I suggest that Digit include this distro in a DVD as a bootable disc


----------



## Tech.Masti (Feb 16, 2007)

@anandk.....
thanks 4 the news .... i read the news some time back that they are trying their best to make a good indian linux .....


----------



## freebird (Feb 16, 2007)

though old news,boss is based on debian.also was a distro called it@school based on debian is used in kerla state schools.


----------



## drsethi (Feb 16, 2007)

Good, deserves a trial.


----------



## gxsaurav (Feb 16, 2007)

this does deserves an applause. We develope softwares for the whole world, then why not our own country.....do we lack knowledge? There should more encouragement towards project like that

Speaking of this.....i have seen one thing in GNOME the UI can be made really slim & minimalstic, just doing some particular things it is meant to do, like in offices.....wish Boss does that...
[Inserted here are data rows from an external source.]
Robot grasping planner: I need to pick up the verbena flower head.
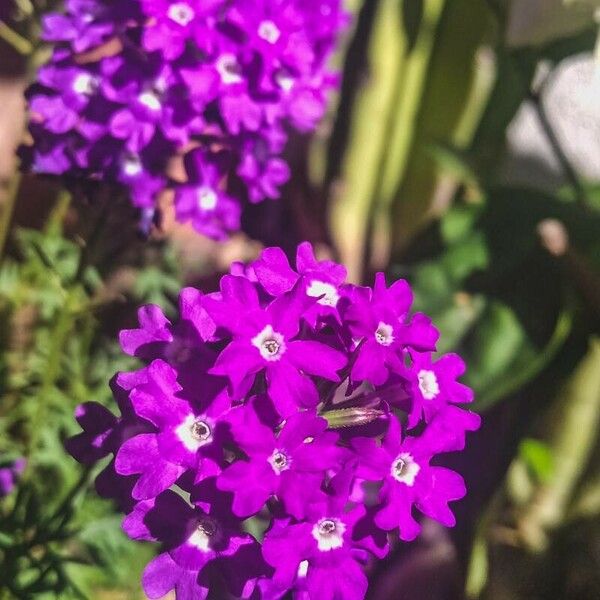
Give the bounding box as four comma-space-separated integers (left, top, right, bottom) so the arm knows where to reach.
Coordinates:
68, 241, 480, 600
24, 0, 348, 238
0, 457, 27, 498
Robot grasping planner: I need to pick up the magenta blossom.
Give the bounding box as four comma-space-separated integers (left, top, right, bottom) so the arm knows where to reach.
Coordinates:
22, 0, 348, 239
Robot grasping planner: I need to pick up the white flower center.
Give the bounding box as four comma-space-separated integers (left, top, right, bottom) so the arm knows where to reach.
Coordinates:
312, 519, 346, 552
417, 369, 440, 400
198, 186, 219, 210
138, 92, 161, 111
215, 54, 242, 85
391, 452, 421, 487
306, 279, 340, 306
252, 325, 285, 361
73, 73, 97, 96
188, 517, 220, 552
375, 321, 394, 346
175, 415, 212, 452
167, 2, 196, 27
267, 450, 290, 475
258, 21, 281, 44
121, 154, 142, 177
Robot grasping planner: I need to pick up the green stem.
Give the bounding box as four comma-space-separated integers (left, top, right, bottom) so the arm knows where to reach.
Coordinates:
518, 338, 600, 551
29, 288, 77, 455
0, 171, 21, 261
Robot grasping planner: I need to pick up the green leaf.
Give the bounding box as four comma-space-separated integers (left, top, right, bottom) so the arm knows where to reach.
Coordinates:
519, 438, 554, 483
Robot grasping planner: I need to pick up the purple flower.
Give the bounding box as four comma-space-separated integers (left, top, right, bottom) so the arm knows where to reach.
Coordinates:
175, 150, 241, 239
115, 360, 229, 500
217, 409, 342, 519
123, 482, 261, 599
252, 242, 346, 327
345, 273, 439, 385
205, 275, 347, 417
353, 419, 466, 541
22, 0, 348, 239
402, 351, 473, 427
262, 473, 376, 600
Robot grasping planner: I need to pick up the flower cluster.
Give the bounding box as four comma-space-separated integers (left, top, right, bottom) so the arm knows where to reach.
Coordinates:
68, 243, 479, 600
0, 458, 27, 498
24, 0, 347, 238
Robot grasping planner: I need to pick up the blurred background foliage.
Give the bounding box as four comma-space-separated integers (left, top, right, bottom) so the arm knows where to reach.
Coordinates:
0, 0, 600, 600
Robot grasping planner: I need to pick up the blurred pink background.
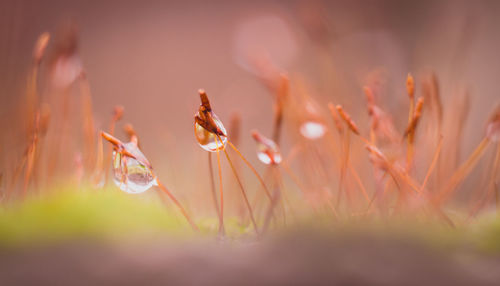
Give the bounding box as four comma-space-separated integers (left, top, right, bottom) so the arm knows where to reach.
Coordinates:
0, 0, 500, 199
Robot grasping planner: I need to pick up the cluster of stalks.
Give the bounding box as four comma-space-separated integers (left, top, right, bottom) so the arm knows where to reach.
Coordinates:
0, 27, 500, 235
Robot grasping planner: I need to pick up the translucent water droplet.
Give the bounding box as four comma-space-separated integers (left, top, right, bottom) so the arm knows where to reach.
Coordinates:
113, 143, 157, 194
194, 113, 227, 152
300, 121, 326, 140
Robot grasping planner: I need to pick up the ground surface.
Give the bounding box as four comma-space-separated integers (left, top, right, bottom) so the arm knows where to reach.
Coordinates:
0, 234, 500, 286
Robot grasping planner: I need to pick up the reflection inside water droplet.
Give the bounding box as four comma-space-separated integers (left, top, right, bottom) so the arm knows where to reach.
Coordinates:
113, 143, 157, 194
300, 121, 326, 140
194, 113, 227, 152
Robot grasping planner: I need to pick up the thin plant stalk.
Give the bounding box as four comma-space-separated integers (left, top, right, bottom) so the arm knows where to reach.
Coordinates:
156, 179, 199, 231
208, 139, 225, 235
216, 136, 258, 234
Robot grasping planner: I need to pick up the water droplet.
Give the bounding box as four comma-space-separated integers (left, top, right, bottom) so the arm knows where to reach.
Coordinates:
300, 121, 326, 140
194, 112, 227, 152
113, 142, 157, 194
252, 131, 282, 165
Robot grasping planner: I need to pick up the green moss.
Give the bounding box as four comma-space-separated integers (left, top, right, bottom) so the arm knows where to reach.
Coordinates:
0, 189, 191, 244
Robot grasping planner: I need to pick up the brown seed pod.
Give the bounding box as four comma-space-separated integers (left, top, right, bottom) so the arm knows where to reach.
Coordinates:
406, 74, 415, 98
403, 97, 424, 137
328, 102, 344, 134
194, 89, 227, 136
486, 104, 500, 142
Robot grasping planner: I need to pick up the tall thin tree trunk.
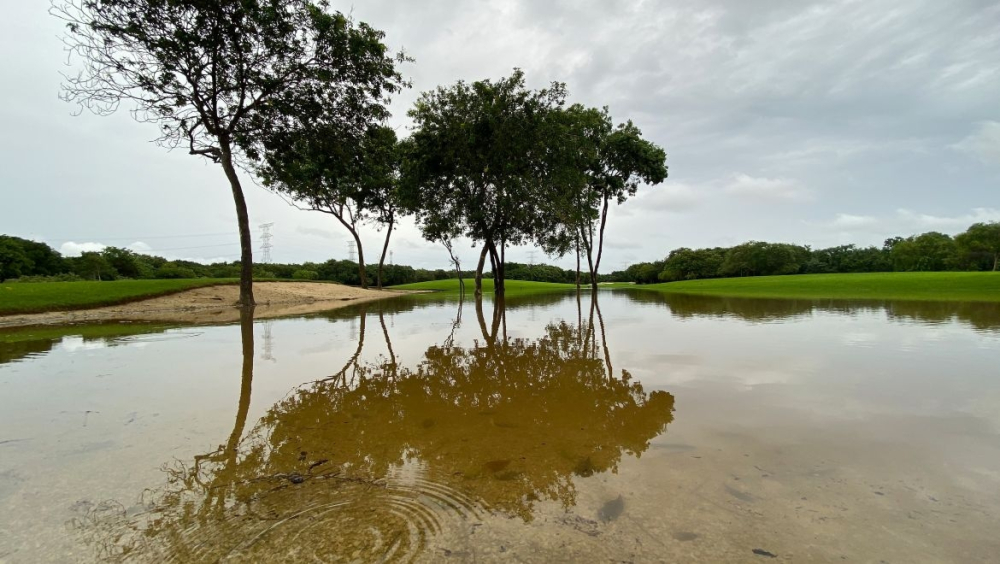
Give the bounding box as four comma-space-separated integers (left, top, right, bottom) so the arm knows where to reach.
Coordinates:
378, 216, 396, 290
476, 248, 490, 296
576, 235, 580, 294
594, 293, 615, 380
580, 223, 597, 288
591, 196, 608, 291
226, 307, 254, 454
219, 140, 257, 307
497, 240, 507, 296
490, 241, 500, 294
349, 227, 368, 290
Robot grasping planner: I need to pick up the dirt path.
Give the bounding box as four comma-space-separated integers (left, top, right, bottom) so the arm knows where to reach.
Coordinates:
0, 282, 407, 328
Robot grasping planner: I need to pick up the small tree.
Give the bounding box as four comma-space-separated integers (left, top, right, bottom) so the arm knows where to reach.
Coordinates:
955, 221, 1000, 272
563, 106, 667, 290
0, 237, 34, 282
52, 0, 401, 306
259, 123, 399, 288
73, 251, 118, 281
400, 70, 565, 295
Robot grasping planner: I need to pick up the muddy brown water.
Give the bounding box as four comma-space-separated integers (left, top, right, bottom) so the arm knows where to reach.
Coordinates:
0, 291, 1000, 563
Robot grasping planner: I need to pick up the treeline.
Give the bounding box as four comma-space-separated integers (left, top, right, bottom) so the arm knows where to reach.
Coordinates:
612, 222, 1000, 284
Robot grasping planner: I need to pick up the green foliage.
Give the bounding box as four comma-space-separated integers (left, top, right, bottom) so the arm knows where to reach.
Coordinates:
156, 262, 198, 280
657, 248, 726, 282
70, 251, 118, 281
51, 0, 403, 305
392, 277, 576, 297
719, 241, 809, 276
955, 222, 1000, 271
890, 231, 958, 272
628, 272, 1000, 302
101, 247, 153, 278
400, 70, 565, 292
560, 105, 667, 286
0, 239, 35, 282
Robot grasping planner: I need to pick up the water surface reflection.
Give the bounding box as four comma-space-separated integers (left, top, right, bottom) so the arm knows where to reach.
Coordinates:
74, 300, 674, 562
0, 291, 1000, 563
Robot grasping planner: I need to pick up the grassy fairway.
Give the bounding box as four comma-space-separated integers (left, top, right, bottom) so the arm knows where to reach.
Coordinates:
391, 278, 576, 297
0, 278, 237, 315
628, 272, 1000, 302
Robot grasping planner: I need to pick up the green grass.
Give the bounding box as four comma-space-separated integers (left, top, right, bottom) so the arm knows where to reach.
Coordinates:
0, 278, 237, 315
390, 278, 576, 297
624, 272, 1000, 302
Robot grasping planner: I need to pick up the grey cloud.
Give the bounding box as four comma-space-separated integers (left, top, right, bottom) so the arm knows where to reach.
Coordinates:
953, 121, 1000, 165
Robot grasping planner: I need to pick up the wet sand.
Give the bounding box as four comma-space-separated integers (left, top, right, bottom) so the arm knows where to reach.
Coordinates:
0, 282, 412, 328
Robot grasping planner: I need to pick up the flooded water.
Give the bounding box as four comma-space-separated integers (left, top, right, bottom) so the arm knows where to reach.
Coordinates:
0, 291, 1000, 562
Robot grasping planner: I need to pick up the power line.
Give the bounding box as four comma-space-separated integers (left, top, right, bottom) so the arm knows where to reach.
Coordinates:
38, 231, 236, 241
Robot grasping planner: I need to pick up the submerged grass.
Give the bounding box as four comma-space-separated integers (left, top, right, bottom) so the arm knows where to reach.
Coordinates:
0, 278, 238, 315
391, 278, 576, 298
624, 272, 1000, 302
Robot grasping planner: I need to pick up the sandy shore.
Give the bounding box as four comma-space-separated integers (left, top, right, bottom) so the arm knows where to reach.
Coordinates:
0, 282, 408, 328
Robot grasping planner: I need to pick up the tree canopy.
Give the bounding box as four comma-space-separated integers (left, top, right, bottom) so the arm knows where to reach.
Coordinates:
52, 0, 402, 305
258, 122, 400, 288
400, 70, 566, 294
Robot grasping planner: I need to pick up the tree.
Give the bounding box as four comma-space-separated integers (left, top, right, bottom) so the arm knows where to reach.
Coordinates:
890, 231, 957, 272
564, 107, 667, 290
259, 122, 399, 288
400, 69, 565, 295
955, 221, 1000, 272
0, 235, 66, 276
101, 247, 153, 278
52, 0, 401, 306
73, 251, 118, 281
0, 237, 34, 282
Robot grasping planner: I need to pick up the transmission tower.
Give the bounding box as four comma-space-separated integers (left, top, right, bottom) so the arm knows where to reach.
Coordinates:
260, 223, 274, 264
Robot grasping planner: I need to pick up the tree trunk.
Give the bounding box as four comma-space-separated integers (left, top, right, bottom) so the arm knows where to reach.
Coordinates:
348, 227, 368, 290
576, 236, 580, 294
490, 243, 505, 296
476, 248, 489, 296
580, 224, 597, 288
594, 294, 615, 380
378, 217, 396, 290
489, 245, 500, 294
219, 136, 257, 307
226, 307, 254, 461
591, 196, 608, 292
oh well, i m trying to be a contributer to BOSS, in UI desigining though , wonder if they accept non-coders


----------



## mehulved (Feb 16, 2007)

gx_saurav said:
			
		

> oh well, i m trying to be a contributer to BOSS, in UI desigining though , wonder if they accept non-coders


 I don't know about BOSS but there are many FOSS projects who will be ready, but if you release your work under GPL or any compatible license.


----------



## gxsaurav (Feb 16, 2007)

tech_your_future said:
			
		

> I don't know about BOSS but there are many FOSS projects who will be ready, but if you release your work under GPL or any compatible license.


hey i m not like some other fellow members who whine on copying icons , if i do that, i m gonna design the UI, means the icons, control bitmaps or png, hover buttons etc, they are free, even GPL is not required. But ya, i would like to get credit if someone else copies it & uses in there own OS or work

but, like I said, just the UI part....coding nahi aati

By the way, is it me or does it looks extremely like ubuntu, wonder if we can simply install ubuntu's apps in it


----------



## mediator (Feb 16, 2007)

drsethi said:
			
		

> Good, deserves a trial.


I agree!


----------



## mehulved (Feb 16, 2007)

gx_saurav said:
			
		

> hey i m not like some other fellow members who whine on copying icons , if i do that, i m gonna design the UI, means the icons, control bitmaps or png, hover buttons etc, they are free, even GPL is not required. But ya, i would like to get credit if someone else copies it & uses in there own OS or work
> 
> but, like I said, just the UI part....coding nahi aati
> 
> By the way, is it me or does it looks extremely like ubuntu, wonder if we can simply install ubuntu's apps in it


 GPL will give you what you want. And yeah no coding required. You can surely offer them some artwork under GPL, if not BOSS then maybe Debian or someone else might agree surely. And your name will be shown in list of contributers to artwork.


----------



## gxsaurav (Feb 16, 2007)

tech_your_future said:
			
		

> GPL will give you what you want. And yeah no coding required. You can surely offer them some artwork under GPL, if not BOSS then maybe Debian or someone else might agree surely. And your name will be shown in list of contributers to artwork.


 
cool, will try then...

I hope the Vista "look" is not patented by MS, i got a plethora of icons based on the Vista "look", though the icons don't look anything like vista


----------



## 47shailesh (Feb 16, 2007)

DUde r they really into open Source 

if yes then y they open there Shops locally and develop.. If they have there revolutionary idea than y they don't join exixting Giants like red hat or SUSE....


----------



## mehulved (Feb 16, 2007)

47shailesh said:
			
		

> DUde r they really into open Source
> 
> if yes then y they open there Shops locally and develop.. If they have there revolutionary idea than y they don't join exixting Giants like red hat or SUSE....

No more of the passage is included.